Pernahkah Anda membaca atau mencoba memahami puisi Pot yang digubah Presiden Penyair Indonesia, Sutardji Calzoum Bachri di atas? Orang awam akan susah mencari maknanya. Memang, puisi tersebut menjadi cerminan yang amat menguatkan atas lahirnya Kredo Puisi-nya Sutardji yang menghebohlan jagad sastra Indonesia yakni ‘bebaskan kata dari makna!’
Lantas, bayangkanlah berapa banyak kata-kata yang meluncur dari lidah dan bibir hampir dua miliar manusia di muka bumi? Berapa banyak pula pidato yang terlontar di muka publik setiap saat sepanjang peradaban manusia di dunia.
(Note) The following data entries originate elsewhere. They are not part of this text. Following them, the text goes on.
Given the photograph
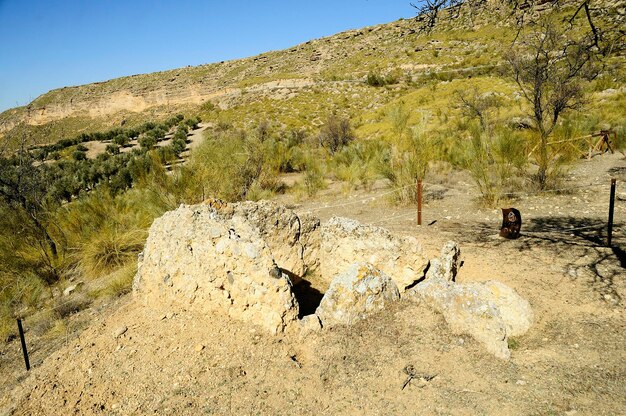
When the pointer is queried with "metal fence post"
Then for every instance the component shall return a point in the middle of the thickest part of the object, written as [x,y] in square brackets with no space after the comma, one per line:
[419,202]
[24,350]
[611,208]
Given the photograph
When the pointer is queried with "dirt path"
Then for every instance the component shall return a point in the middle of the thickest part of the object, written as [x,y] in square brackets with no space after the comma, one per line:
[571,362]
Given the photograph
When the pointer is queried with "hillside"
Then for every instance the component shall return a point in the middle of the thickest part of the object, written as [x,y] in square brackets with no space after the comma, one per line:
[298,86]
[125,191]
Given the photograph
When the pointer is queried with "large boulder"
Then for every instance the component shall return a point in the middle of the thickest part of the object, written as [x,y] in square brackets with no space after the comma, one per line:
[238,258]
[294,240]
[490,312]
[346,241]
[355,294]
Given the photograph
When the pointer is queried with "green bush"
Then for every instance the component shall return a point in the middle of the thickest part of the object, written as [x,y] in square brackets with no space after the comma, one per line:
[121,140]
[112,149]
[79,155]
[147,142]
[335,133]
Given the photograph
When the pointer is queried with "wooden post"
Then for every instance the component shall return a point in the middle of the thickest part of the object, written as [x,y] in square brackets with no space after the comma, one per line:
[419,202]
[24,350]
[611,208]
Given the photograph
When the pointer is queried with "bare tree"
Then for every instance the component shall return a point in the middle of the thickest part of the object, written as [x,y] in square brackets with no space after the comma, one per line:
[23,188]
[605,23]
[475,105]
[550,68]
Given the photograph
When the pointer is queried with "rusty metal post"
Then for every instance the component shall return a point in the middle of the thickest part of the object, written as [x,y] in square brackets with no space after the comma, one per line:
[24,350]
[611,208]
[419,202]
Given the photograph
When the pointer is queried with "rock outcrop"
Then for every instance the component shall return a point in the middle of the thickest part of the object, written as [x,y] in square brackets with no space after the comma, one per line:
[490,312]
[447,265]
[232,258]
[244,259]
[355,294]
[345,241]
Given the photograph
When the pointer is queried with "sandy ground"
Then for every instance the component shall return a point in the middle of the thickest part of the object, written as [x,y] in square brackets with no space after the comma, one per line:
[571,362]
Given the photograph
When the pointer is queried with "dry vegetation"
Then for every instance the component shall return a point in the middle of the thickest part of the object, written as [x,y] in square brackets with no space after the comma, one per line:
[321,123]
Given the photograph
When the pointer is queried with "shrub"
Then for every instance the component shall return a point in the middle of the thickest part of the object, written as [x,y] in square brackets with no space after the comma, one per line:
[112,149]
[335,134]
[109,250]
[121,140]
[79,155]
[147,141]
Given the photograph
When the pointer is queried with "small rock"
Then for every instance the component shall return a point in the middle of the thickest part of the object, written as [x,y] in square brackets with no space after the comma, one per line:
[309,324]
[120,331]
[355,294]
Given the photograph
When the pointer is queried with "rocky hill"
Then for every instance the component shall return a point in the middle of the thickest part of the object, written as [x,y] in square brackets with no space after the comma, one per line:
[311,77]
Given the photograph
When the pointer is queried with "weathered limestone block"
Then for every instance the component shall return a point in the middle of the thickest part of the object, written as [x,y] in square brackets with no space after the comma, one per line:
[346,241]
[515,311]
[355,294]
[293,239]
[197,259]
[490,312]
[447,265]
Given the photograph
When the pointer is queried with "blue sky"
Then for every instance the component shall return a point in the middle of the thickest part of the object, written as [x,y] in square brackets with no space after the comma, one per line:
[47,44]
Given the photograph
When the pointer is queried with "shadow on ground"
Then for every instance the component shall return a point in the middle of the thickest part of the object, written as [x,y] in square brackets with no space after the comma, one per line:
[580,240]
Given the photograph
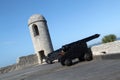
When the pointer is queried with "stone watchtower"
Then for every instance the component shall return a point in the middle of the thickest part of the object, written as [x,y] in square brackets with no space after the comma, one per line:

Dan ketika kata-kata itu terhambur begitu saja tanpa charisma, apa sebenarnya yang terjadi.
Ya, pidato merupakan medium menyampaikan pesan kepada khalayak guna memperbaiki keadaan atau membuat perubahan di mana-mana. Pidato itu bisa berupa wejangan fatwa, nasihat, tamsil, sindiran atau apa pun yang meluncur dari kalangan pemimpin, orangtua, guru, professor atau pihak yang ‘didulukan selangkah, ditinggikan seranting’ dari orang kebanyakan.
Bila ada pidato yang kehilangan makna sehingga tak mampu memukau public, sesungguhnya kata-kata memang semakin kehilangan makna. Tak ada lagi magic word yang dapat dijadikan ikutan bagi khalayak. Bukankah hal ini terkait soal pudarnya kharisma tokoh-tokoh yang menjadi panutan umat.
Sepanjang sejarah kehidupan ternyata banyak pidato-pidato yang mencerahkan sehingga dikenang sepanjang masa. Hal ini bolej jadi dipicu ketika kandidat Presiden AS dari Partai Demokrat, Barack Hussein Obama berpidato di depan Konvensi Partai Demokrat di Denver, 27 Agustus lalu. Penampilan Obama yang amat memukau 40 juta penonton TV di negara Paman Sam itu mendobrak pandangan miring dari pihak lawan atas kepiawaian Obama. Berkali-kali, hadirin memberikan standing ovation atas kalimat-kalimat bersayap Obama yang memberikan harapan bagi masa depan AS yang dipandang mulai pudar di tangan Presiden George W Bush.
Pidato Obama yang sekaligus menjadi ikrar kesediaannya dicalonkan sebagai kandidat Presiden AS, serta mengumumkan kandidat Wapres Biden, empat tahun ke depan berhadapan dengan kandidat Presiden-Wapres, John McCain-Palin. Banyak catatan menggerunkan yang dibuat setelah pidato Obama yang mencerahkan itu. Saluran TV CNN yang presitisius telah menyiarkan langsung Konvensi Partai Demokrat termasuk pidato Obama tanpa dipotong yang menunjukkan konvensi tersebut lebih penting dibanding acara final ‘American Idol” atau anugerah insane filem Oscar.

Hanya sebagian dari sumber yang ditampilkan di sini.